Luke List claims first win in playoff at Farmers
Baton-twirling super-achievers were everywhere you looked at the Farmers Insurance Open.
There was world No. 1 Jon Rahm, in the hunt despite not really having his ‘A’ game, and former world No. 1 Jason Day spinning a sand wedge into the cup for eagle on 14, and PGA TOUR Rookie of the Year Will Zalatoris wowing us as usual despite sometimes succumbing to what CBS’s Nick Faldo called the putting “jiggly-wigglies.”
Then there was Luke List, 37, who was off by himself hitting balls. He’d shot 66 and had to wait nearly two hours to see if it was enough for a playoff, which somehow made sense for a guy who has made his living mostly out of the spotlight. Sometimes way out of the spotlight.
“Yeah, it’s a whirlwind,” List said after hitting his third shot to within inches on the first playoff hole, the par-5 18th, to beat Zalatoris as the sun melted over the Pacific. “Still a lot of emotions going through my head, but to get that first win is definitely a relief.”
With his first victory in his 206th career start, List moves to fourth in the FedExCup. It’s been a long and winding road.
The only non-swimmer in a family of collegiate superstars in the pool – parents, sisters – List chose golf. He is a big, broad-shouldered athlete who looks like he just wandered in off a baseball field, possessed of the kind of big game that is beyond the reach of mere mortals. But success was hardly assured. Sure enough, although he starred at Vanderbilt and finished runner-up in the 2004 U.S. Amateur, he had a glaring weaknesses, putting, that held him back as a pro.
At the outset of his career, in 2007, List made four PGA TOUR starts and missed the cut in all four. The next year he played in the European Tour’s Russian Open, which wasn’t going to make much noise Stateside even if he won, but he missed that cut, too.
His athleticism, and smaller victories, kept him going. He won on the Hooters Tour in ’09. He led the driving distance stat when he made it to the Korn Ferry Tour, where he won in 2012. He won again on that circuit at the 2020 Korn Ferry Challenge at TPC Sawgrass, beating Zalatoris, among others in the Return to Golf after a long pandemic break.
Oh, and List also made the FedExCup Playoffs the last six years running.
Still, doubt sometimes crept up on him. Was he ever going to have his moment on TOUR?
“You wonder if it’s ever going to be your turn,” he said.
When it was, Zalatoris missing his birdie attempt to extend the playoff – his ball veering left of the cup, just as his birdie try from the same line had at the end of regulation – List had done it.
His wife, Chloe, 3-year-old daughter, Ryann, and 7-month-old son, Harrison, ran onto the green for a hard-won celebration that only the adults could fully appreciate.
“He won a trophy!” Chloe said, for Ryann has been obsessed with the idea of trophies. She saw one that looked nice at The RSM Classic, and, more importantly, they can hold a lot of candy.
“Yeah, she’s been talking about it for a while,” List said. “I don’t know when it first started.”

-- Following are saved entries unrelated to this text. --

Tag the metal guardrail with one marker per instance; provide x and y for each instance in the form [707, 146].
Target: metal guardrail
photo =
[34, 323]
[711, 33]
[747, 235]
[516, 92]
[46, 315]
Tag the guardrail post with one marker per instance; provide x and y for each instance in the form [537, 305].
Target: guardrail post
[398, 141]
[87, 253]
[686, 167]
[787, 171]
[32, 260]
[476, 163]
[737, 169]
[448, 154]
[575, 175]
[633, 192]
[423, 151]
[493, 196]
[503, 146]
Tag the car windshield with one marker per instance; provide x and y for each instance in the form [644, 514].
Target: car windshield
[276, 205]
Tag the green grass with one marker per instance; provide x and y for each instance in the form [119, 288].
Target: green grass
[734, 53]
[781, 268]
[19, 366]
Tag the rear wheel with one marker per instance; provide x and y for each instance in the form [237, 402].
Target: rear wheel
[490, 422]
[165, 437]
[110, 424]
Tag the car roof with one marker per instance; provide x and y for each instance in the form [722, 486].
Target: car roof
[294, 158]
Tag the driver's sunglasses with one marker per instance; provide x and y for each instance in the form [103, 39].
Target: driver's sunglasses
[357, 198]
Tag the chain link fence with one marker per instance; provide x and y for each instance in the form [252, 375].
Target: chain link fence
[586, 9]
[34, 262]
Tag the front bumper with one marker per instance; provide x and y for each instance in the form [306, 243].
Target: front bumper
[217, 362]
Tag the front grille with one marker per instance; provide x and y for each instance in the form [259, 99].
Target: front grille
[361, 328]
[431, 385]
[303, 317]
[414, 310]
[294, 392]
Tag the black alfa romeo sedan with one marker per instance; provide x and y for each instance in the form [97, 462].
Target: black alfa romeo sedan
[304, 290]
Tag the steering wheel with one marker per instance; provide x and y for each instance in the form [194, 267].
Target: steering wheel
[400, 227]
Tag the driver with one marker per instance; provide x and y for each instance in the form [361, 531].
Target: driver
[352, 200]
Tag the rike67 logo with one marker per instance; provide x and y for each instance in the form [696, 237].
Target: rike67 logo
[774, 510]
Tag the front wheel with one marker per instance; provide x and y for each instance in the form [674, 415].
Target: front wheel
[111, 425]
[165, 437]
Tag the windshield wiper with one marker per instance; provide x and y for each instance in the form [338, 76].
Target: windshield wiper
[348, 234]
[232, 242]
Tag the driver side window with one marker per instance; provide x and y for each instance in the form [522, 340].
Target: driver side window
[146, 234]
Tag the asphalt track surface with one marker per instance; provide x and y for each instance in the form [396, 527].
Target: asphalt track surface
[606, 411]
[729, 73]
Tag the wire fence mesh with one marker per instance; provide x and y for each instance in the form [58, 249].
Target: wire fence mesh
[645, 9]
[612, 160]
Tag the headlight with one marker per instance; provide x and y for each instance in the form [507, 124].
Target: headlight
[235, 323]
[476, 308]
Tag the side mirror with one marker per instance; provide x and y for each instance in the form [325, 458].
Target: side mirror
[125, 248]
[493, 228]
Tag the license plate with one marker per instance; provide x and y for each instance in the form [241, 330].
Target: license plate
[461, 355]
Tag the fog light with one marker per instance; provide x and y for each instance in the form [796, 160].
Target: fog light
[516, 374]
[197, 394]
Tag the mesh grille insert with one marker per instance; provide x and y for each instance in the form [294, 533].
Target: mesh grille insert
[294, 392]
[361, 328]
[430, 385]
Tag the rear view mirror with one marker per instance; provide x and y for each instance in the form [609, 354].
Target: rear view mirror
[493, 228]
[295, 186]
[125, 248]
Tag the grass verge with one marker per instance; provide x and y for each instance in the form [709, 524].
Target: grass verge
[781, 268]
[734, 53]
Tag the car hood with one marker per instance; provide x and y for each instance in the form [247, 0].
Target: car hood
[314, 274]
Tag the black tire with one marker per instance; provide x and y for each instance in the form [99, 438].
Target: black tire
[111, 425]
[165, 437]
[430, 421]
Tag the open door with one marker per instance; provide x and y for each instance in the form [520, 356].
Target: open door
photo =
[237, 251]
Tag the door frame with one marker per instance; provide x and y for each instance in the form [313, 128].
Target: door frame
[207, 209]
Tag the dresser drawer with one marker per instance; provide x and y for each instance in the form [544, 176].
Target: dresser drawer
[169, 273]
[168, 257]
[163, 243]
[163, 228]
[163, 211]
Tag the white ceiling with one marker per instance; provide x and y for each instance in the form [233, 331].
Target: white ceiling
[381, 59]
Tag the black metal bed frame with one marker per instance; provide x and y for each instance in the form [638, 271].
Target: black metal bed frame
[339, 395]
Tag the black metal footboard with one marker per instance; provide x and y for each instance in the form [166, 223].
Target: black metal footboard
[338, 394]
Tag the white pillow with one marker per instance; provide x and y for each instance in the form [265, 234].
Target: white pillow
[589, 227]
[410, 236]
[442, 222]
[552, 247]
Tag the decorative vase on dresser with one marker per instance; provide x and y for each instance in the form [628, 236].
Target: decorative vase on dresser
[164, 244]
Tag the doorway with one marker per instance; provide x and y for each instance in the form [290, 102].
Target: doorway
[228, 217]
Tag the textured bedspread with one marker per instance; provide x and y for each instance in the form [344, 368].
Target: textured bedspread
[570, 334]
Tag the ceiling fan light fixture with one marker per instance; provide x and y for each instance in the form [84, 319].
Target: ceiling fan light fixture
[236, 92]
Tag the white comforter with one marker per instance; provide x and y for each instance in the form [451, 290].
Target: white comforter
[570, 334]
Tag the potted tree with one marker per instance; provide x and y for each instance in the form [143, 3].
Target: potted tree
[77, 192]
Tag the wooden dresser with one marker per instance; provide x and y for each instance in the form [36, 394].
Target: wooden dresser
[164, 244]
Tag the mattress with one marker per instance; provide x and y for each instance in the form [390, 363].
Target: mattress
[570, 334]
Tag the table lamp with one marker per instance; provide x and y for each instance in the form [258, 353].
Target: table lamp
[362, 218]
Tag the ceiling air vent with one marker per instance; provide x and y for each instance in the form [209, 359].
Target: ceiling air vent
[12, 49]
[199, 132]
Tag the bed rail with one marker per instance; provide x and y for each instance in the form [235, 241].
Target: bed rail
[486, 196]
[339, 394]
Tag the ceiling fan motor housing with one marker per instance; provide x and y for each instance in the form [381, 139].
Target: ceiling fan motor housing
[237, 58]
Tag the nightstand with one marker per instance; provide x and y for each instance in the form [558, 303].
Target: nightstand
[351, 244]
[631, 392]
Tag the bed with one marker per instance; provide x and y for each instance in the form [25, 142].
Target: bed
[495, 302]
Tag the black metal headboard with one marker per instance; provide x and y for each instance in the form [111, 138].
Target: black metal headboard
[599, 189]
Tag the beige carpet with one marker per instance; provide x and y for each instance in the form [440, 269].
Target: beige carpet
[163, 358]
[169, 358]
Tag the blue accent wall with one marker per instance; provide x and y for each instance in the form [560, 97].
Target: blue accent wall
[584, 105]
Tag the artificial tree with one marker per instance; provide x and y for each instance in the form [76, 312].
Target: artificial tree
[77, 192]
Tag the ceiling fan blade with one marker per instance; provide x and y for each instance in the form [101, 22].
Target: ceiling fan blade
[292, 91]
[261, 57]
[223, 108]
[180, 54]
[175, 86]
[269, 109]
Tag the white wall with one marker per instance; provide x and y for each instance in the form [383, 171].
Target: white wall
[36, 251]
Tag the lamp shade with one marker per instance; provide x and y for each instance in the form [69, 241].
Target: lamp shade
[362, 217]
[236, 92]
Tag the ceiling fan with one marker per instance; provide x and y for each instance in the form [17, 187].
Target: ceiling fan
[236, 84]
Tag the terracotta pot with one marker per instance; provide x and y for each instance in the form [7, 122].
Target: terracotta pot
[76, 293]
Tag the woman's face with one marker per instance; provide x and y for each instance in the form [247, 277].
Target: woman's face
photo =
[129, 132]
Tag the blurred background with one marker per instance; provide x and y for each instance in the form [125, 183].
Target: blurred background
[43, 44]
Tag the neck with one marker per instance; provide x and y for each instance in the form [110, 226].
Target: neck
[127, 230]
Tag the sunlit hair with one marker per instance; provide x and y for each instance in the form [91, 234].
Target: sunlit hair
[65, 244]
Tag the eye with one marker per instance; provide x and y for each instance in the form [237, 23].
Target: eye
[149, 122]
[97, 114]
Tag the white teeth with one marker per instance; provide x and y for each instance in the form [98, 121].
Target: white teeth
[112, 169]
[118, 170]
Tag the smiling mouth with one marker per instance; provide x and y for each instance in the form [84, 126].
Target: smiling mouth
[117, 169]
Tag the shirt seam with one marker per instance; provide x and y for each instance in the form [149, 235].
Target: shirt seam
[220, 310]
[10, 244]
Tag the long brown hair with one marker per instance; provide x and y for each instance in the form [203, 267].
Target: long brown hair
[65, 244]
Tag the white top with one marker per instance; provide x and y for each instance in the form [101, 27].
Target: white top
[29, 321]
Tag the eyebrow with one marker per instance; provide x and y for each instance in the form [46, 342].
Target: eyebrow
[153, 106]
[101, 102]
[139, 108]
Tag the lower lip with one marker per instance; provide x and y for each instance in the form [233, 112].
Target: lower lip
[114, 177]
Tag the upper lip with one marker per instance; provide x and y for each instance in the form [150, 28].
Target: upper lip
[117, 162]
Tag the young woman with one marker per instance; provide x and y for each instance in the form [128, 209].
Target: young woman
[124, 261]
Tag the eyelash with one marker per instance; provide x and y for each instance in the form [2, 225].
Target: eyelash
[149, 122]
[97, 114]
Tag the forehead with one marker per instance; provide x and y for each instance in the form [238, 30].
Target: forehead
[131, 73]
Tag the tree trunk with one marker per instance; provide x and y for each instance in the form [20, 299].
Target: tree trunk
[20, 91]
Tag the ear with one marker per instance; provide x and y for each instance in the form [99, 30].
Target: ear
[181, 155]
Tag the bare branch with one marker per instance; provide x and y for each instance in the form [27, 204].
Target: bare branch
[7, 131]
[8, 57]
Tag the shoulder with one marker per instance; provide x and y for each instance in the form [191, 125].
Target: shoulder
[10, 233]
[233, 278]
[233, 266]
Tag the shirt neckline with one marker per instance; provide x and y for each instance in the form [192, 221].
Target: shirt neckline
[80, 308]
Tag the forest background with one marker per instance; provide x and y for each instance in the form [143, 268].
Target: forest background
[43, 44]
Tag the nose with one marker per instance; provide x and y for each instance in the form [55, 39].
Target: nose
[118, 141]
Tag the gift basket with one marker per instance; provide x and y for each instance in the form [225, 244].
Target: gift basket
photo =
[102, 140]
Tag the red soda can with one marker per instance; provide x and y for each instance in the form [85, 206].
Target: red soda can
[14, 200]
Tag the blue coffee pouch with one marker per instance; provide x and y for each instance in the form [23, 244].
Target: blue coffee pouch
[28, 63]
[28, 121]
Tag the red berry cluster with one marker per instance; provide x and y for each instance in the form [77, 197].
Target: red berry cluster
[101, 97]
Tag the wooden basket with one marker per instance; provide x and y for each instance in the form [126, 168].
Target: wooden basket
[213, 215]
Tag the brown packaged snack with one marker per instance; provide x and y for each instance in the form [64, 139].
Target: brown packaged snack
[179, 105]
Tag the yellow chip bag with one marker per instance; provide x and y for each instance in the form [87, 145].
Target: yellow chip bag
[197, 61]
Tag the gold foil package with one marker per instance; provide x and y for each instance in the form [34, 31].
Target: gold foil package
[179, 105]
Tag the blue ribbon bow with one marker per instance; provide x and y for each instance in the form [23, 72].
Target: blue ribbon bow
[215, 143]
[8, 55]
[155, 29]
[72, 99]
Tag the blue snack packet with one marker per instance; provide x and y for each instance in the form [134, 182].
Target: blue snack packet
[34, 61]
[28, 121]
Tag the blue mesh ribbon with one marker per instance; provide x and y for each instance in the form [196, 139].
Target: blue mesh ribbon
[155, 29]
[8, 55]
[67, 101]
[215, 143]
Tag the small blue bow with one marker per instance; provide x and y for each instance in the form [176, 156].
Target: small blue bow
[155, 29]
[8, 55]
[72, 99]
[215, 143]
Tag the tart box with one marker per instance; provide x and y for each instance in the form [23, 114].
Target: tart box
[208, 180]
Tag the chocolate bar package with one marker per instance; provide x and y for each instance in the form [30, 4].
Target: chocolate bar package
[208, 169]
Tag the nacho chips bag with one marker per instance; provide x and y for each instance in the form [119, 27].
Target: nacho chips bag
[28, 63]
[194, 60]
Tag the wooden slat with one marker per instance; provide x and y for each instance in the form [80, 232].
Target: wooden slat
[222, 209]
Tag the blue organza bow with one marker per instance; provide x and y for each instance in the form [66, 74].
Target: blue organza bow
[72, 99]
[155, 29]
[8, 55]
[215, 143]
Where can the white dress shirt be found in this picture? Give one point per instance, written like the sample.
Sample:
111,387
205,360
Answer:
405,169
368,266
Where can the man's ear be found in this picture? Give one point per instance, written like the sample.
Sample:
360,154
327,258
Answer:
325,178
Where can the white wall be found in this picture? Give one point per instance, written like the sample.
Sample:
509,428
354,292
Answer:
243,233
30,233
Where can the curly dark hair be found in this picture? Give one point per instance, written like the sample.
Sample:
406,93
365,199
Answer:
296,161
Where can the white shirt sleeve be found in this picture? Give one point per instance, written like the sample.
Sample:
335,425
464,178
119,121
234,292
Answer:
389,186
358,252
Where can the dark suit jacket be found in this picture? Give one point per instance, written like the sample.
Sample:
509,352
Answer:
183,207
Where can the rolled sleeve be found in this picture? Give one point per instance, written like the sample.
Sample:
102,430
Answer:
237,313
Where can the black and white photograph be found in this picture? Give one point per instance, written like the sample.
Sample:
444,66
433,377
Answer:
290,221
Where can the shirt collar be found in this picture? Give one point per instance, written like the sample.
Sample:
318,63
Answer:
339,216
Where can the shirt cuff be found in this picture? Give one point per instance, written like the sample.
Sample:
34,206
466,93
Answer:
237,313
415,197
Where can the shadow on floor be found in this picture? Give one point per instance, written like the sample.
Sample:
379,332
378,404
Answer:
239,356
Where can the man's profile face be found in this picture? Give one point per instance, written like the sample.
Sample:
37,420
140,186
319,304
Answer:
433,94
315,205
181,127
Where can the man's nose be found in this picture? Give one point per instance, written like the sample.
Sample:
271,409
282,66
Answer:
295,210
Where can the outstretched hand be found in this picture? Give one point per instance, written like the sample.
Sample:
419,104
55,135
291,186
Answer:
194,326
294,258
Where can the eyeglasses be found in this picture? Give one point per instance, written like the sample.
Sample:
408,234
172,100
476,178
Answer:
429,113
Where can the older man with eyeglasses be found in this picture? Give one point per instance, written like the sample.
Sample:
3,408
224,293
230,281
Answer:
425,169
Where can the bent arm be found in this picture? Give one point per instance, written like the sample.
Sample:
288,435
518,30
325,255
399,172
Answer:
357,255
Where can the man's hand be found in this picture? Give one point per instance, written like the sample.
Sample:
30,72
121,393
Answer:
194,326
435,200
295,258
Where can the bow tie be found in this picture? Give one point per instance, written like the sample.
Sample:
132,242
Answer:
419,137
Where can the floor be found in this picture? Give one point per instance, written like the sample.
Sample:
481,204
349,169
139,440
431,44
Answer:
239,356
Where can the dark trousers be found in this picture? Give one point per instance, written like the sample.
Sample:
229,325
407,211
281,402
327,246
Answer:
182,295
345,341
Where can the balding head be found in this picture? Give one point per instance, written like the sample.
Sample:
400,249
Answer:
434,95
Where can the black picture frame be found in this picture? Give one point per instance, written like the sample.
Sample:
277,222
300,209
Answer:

There will be those who say that List was bound to win because he’s too talented not to, but his flaw was evident. A superstar from the tee, he got progressively less super as he made his way to the green. He came into the week No. 5 in Strokes Gained: Off-the-Tee, but he ranked 208th in Strokes Gained: Putting. Last season he was 13th and 189th, respectively.
Something had to change, and List knew it.
“I hired a new putting coach in the offseason, Stephen Sweeney,” he said. “He’s down in Florida, phenomenal guy. We got together in December, and he was pretty much expecting me to have the worst stroke ever and yips. He got down there, he’s like, ‘Listen, you’re doing what you’re trying to do really well; it’s just not what you should be doing.’
“He opened up my eyes to the proper technique,” List continued, “and I worked my butt off.”
List led the field in Strokes Gained: Putting in the first round at the Farmers Insurance Open. That was new. In the final round, he made four straight front-nine birdies and again gained strokes on the field with his putter. The power hitter won it with his other scoring clubs, too. His holed sand shot on No. 12 set him up for a big finish, his curling, right-to-left birdie putt on No. 18 at the end of regulation.
And after a nearly two-hour range session while others battled on TV, List’s playoff pitching wedge to within inches won it with precious little daylight remaining. He could have sneezed the ball into the hole, which was almost too bad, because while everyone has been focused on Rahm and Patrick Cantlay – with whom List shares a coach, Jamie Mulligan – and the others, List has quietly become an OK putter. He’s quietly done a lot of things.
But that ends now. At long last, Luke List is making serious noise on TOUR, and with much more than his tee shots.